Phase 2: Day Scraping (DayPageJob × 7) ⚠️ RACE CONDITION

This is where the race condition rears its head. Each DayPageJob is responsible for scraping the showtimes for a specific day. The jobs interact with the Kino Krakow website by making HTTP POST requests to set the day and then GET requests to retrieve the showtime data. The shared session state and the short stagger delay between jobs create a scenario where jobs interfere with each other.

File: lib/eventasaurus_discovery/sources/kino_krakow/jobs/day_page_job.ex

For EACH day (0-6):

1. HTTP POST → /settings/set_day/{day_offset}
   Headers:
     - X-CSRF-Token: {token}
     - Cookie: {cookies}
     - X-Requested-With: XMLHttpRequest

2. Sleep 2 seconds (rate limit)

3. HTTP GET → /cinema_program/by_movie
   Headers:
     - Cookie: {cookies}

4. Parse HTML:
   └─> Extract showtimes (movie_slug, cinema_slug, datetime)
   └─> Calculate date from day_offset
   └─> Generate external_id (once, at extraction time)

5. Schedule MovieDetailJobs:
   └─> Find unique movie_slugs
   └─> One job per unique movie (deduplicated)
   └─> Stagger by Config.rate_limit() (2s)
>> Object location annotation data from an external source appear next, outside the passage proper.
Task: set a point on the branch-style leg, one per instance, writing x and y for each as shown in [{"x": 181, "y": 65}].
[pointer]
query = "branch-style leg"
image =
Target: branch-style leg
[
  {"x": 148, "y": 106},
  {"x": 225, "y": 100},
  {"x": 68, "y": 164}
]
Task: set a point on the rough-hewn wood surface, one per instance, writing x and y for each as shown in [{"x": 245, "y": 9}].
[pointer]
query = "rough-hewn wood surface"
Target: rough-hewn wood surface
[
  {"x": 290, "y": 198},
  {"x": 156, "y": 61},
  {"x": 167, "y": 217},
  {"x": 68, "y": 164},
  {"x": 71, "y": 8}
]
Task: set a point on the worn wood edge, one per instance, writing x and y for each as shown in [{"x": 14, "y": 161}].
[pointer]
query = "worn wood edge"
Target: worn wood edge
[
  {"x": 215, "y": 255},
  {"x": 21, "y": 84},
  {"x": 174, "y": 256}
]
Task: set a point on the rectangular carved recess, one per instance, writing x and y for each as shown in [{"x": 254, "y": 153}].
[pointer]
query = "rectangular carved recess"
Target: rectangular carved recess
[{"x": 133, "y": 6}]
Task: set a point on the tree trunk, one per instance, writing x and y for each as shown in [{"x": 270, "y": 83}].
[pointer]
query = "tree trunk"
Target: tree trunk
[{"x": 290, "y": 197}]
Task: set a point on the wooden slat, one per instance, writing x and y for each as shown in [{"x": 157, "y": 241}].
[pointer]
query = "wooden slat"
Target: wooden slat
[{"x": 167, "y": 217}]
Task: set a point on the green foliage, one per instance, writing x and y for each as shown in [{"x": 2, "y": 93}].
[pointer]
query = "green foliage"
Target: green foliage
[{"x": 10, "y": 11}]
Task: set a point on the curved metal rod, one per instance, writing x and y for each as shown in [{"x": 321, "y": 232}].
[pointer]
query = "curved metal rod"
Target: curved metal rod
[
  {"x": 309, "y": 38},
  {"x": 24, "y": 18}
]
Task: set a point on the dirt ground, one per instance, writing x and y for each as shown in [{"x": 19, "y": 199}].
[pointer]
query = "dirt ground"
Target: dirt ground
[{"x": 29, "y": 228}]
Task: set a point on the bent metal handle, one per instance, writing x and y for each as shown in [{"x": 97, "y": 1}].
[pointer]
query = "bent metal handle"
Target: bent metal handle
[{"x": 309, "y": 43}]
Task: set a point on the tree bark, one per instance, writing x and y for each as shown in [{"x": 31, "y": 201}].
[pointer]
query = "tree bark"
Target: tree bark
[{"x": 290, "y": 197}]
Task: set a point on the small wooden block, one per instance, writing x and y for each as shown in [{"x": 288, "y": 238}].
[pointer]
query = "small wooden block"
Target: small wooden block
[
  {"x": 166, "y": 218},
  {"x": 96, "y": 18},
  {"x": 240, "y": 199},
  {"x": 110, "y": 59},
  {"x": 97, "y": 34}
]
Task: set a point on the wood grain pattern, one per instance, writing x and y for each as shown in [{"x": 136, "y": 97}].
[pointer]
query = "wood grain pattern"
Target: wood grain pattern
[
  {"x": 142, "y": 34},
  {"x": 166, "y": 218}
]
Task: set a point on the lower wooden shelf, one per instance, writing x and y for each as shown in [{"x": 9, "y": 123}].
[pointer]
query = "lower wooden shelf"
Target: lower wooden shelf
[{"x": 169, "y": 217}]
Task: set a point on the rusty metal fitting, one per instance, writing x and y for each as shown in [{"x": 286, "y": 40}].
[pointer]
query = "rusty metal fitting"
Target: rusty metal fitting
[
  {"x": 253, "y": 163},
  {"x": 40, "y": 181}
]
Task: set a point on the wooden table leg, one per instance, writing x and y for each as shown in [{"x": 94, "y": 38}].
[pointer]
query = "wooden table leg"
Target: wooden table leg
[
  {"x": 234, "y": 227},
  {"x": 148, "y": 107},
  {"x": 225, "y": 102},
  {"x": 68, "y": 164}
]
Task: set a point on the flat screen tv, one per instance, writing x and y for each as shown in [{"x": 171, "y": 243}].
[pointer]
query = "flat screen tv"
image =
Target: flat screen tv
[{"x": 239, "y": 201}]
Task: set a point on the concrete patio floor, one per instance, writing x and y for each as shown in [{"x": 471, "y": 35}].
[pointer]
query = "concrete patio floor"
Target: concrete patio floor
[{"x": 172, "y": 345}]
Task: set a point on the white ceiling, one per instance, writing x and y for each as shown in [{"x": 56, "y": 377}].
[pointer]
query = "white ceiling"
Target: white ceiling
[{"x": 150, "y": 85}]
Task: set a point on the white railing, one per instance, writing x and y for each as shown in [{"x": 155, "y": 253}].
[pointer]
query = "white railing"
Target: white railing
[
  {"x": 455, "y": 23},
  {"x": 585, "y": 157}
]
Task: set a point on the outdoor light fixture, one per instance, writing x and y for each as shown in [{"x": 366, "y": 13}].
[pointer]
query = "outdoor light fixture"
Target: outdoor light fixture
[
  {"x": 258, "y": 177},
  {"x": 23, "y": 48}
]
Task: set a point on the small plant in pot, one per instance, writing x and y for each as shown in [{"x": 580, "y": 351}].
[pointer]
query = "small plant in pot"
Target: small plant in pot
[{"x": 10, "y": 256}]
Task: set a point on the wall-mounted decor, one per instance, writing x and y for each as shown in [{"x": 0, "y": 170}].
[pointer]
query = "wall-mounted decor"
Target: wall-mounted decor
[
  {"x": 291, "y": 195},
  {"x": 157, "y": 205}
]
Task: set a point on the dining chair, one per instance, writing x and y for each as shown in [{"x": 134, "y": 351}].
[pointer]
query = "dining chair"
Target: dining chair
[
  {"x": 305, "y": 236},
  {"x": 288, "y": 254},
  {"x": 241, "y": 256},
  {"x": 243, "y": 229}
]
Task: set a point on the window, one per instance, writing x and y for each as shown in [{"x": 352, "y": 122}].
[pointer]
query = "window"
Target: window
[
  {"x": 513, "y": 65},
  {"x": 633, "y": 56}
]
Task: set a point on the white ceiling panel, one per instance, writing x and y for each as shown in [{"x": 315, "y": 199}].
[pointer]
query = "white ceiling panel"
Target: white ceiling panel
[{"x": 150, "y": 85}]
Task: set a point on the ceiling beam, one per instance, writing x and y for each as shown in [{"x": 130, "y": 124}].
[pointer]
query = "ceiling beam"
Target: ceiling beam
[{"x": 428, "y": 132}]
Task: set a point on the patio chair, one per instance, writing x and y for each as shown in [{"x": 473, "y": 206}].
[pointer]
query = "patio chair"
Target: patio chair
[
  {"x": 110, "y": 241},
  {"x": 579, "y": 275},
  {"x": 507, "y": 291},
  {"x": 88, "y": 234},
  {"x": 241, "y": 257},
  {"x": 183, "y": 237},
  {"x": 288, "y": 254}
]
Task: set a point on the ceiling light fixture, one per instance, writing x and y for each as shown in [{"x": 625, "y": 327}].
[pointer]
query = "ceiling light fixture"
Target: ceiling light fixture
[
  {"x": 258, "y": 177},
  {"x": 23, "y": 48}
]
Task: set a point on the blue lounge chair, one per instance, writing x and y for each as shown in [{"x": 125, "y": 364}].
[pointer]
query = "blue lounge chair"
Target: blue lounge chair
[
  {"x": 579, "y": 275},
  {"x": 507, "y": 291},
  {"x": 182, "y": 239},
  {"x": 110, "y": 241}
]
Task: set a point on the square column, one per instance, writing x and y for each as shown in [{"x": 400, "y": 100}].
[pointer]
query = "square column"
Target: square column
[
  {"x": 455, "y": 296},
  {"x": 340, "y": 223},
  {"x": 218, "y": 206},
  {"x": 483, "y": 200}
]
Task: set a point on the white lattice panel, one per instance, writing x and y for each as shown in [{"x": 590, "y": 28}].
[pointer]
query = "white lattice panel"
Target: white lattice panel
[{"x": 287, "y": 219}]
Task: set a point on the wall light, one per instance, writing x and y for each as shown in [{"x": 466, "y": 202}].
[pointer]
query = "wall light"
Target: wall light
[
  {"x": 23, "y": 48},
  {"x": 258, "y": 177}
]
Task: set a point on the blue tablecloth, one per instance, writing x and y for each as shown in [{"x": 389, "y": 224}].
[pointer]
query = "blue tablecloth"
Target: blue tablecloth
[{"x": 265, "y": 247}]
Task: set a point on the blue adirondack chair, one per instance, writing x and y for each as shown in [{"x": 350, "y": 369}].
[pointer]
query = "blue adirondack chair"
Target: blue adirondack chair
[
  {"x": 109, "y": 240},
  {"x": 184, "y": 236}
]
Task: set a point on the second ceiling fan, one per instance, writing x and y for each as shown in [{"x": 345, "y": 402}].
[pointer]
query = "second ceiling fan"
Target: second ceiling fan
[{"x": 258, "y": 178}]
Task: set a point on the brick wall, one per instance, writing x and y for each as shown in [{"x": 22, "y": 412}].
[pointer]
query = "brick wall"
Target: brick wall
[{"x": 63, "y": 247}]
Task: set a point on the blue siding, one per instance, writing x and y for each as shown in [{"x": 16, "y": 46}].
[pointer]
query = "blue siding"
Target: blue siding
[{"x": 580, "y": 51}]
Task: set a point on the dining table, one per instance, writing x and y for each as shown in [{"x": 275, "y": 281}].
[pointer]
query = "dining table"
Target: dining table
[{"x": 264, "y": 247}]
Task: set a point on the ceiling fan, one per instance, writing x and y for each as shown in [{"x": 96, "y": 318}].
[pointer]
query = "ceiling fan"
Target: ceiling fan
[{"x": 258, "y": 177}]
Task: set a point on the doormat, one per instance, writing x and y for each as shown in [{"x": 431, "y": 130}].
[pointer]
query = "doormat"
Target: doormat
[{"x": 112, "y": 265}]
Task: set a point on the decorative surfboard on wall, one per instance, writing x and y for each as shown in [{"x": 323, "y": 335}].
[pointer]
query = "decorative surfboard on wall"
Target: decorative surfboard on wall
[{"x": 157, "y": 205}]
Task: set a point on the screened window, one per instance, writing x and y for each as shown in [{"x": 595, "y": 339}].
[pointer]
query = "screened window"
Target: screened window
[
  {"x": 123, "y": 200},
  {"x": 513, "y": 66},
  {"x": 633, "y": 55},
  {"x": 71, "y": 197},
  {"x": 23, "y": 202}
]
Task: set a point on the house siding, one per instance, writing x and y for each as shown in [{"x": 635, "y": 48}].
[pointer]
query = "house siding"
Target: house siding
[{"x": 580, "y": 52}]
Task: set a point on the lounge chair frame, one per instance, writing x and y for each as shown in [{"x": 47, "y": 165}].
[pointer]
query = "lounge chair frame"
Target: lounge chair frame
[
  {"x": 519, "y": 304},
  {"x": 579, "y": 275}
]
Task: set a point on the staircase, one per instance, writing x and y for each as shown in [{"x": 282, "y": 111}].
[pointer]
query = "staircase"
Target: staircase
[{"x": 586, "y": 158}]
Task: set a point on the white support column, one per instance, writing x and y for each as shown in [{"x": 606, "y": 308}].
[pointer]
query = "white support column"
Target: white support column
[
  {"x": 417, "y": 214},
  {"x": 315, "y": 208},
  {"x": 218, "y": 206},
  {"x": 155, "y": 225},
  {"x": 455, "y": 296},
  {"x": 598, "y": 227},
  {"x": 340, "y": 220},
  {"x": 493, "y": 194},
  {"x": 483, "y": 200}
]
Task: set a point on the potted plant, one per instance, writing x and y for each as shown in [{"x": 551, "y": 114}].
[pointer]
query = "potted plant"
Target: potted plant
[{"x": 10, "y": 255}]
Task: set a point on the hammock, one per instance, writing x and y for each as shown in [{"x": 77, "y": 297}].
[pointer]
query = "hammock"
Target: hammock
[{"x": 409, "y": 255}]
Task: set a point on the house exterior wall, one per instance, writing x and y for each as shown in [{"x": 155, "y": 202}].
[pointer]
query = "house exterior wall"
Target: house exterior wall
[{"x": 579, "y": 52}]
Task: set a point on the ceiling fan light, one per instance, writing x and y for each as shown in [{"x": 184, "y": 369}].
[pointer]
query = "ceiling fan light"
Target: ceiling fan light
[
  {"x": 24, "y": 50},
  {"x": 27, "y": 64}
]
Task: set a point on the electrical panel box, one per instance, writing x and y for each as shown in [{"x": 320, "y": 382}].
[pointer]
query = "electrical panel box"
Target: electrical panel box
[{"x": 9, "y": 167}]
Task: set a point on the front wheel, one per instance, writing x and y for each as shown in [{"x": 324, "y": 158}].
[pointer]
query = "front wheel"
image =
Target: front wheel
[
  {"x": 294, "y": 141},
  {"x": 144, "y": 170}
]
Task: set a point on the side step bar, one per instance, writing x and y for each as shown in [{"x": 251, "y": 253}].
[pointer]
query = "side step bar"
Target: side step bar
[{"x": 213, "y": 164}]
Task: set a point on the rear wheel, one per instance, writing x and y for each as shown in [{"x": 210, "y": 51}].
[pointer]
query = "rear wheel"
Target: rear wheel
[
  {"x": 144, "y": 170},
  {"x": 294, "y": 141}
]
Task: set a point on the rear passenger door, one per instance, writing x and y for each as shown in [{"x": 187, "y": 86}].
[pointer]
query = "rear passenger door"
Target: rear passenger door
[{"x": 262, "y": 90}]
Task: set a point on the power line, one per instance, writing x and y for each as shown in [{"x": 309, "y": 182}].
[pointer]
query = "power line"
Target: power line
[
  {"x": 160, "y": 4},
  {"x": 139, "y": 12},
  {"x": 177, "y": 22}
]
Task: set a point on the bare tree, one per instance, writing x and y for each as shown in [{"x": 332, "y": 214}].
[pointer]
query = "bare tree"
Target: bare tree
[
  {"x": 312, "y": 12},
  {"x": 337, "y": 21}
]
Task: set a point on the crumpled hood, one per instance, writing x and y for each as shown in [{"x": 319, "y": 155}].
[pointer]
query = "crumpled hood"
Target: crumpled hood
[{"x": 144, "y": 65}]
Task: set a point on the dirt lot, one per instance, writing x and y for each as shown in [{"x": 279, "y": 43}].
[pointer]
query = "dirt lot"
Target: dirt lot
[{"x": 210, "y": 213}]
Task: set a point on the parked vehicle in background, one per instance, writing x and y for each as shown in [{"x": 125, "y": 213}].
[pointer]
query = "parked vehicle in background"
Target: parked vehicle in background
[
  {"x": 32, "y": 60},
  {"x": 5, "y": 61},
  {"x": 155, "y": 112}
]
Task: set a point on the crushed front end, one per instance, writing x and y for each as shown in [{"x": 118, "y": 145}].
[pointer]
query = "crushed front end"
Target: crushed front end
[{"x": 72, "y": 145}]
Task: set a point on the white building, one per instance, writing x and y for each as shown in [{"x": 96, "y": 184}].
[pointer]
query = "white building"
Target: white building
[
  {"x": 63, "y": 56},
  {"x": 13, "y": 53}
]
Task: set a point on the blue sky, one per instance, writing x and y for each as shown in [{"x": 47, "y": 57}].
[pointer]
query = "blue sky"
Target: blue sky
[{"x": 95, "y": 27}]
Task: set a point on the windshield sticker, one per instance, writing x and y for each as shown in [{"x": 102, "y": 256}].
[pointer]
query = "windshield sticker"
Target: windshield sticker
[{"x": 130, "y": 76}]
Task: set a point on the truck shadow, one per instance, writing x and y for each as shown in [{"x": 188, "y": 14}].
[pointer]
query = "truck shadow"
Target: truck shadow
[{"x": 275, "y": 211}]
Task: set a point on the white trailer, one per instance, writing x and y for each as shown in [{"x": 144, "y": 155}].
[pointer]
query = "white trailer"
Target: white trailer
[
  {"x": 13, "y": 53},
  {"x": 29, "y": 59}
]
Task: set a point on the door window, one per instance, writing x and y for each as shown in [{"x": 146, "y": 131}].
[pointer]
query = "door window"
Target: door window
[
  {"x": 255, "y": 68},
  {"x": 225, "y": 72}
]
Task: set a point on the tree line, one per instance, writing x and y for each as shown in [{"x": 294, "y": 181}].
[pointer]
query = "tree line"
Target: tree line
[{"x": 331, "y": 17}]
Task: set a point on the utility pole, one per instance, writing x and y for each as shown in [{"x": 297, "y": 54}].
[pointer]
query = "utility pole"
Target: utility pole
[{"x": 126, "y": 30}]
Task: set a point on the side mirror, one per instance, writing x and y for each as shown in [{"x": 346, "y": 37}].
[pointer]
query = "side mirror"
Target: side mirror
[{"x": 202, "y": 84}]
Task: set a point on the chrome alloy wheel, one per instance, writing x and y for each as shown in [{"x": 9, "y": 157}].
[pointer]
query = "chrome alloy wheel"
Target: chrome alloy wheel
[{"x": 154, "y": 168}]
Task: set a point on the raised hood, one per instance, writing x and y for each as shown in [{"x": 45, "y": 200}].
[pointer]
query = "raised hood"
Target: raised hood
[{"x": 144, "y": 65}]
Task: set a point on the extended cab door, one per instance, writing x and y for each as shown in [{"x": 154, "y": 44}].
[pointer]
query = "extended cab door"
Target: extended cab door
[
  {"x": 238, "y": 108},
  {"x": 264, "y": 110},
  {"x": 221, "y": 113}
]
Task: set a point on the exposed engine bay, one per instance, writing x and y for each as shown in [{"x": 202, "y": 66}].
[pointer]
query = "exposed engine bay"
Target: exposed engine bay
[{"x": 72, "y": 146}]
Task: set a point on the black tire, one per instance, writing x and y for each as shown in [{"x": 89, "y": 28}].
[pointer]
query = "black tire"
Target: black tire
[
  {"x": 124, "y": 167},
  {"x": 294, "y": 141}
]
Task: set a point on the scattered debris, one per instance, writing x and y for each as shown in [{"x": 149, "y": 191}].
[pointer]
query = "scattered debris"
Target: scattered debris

6. Schedule ShowtimeProcessJobs:
   └─> One job per showtime
   └─> Apply EventFreshnessChecker (skip recently seen)
   └─> Delay to allow MovieDetailJobs to complete first

HTTP Requests per day: 2 (POST + GET)

Total Phase 2 Requests: 7 × 2 = 14 requests

Each DayPageJob performs an HTTP POST request to set the day, sleeps for 2 seconds (to adhere to rate limits), and then performs an HTTP GET request to retrieve the showtime data for that day. The scraped data is then parsed, and MovieDetailJob and ShowtimeProcessJob instances are scheduled. This phase is critical for data collection, but the timing of the jobs was causing a significant issue.


Phase 3a: Movie Matching (MovieDetailJob × N)

After the showtime data is scraped, the MovieDetailJob instances take over, focusing on enriching the data by fetching movie details. This involves making requests to the Kino Krakow website and the TMDB (The Movie Database) API to gather information such as original titles, director, cast, and genres. Matching movies to TMDB is crucial for providing comprehensive information to users.

File: lib/eventasaurus_discovery/sources/kino_krakow/jobs/movie_detail_job.ex

For EACH unique movie:

1. HTTP GET → /film/{movie_slug}.html

2. Extract metadata (MovieExtractor):
   - original_title (critical for TMDB matching)
   - polish_title
   - director, year, country, runtime, cast, genre

3. Match to TMDB (TmdbMatcher):
   - TMDB Search API call (with original_title + year)
   - Calculate confidence score
   - TMDB Details API call (if match found)

4. Confidence handling:
   ≥70%:   Auto-match (standard)
   60-69%: Auto-match (now_playing_fallback)
   50-59%: {:error, :needs_review} → Job fails
   <50%:   {:error, :low_confidence} → Job fails

5. If matched:
   - Create/update Movie in database
   - Store kino_krakow_slug in movie.metadata

HTTP Requests per movie: 1 Kino + 2-3 TMDB API calls

Total Phase 3a Requests: N + 2-3N TMDB

The MovieDetailJob fetches movie metadata, including the original title, which is critical for matching movies to TMDB. The matching process involves making calls to the TMDB API and calculating a confidence score. Based on this score, the scraper either auto-matches the movie, flags it for review, or skips it if the confidence is too low. This phase ensures that the movie data is as accurate and complete as possible.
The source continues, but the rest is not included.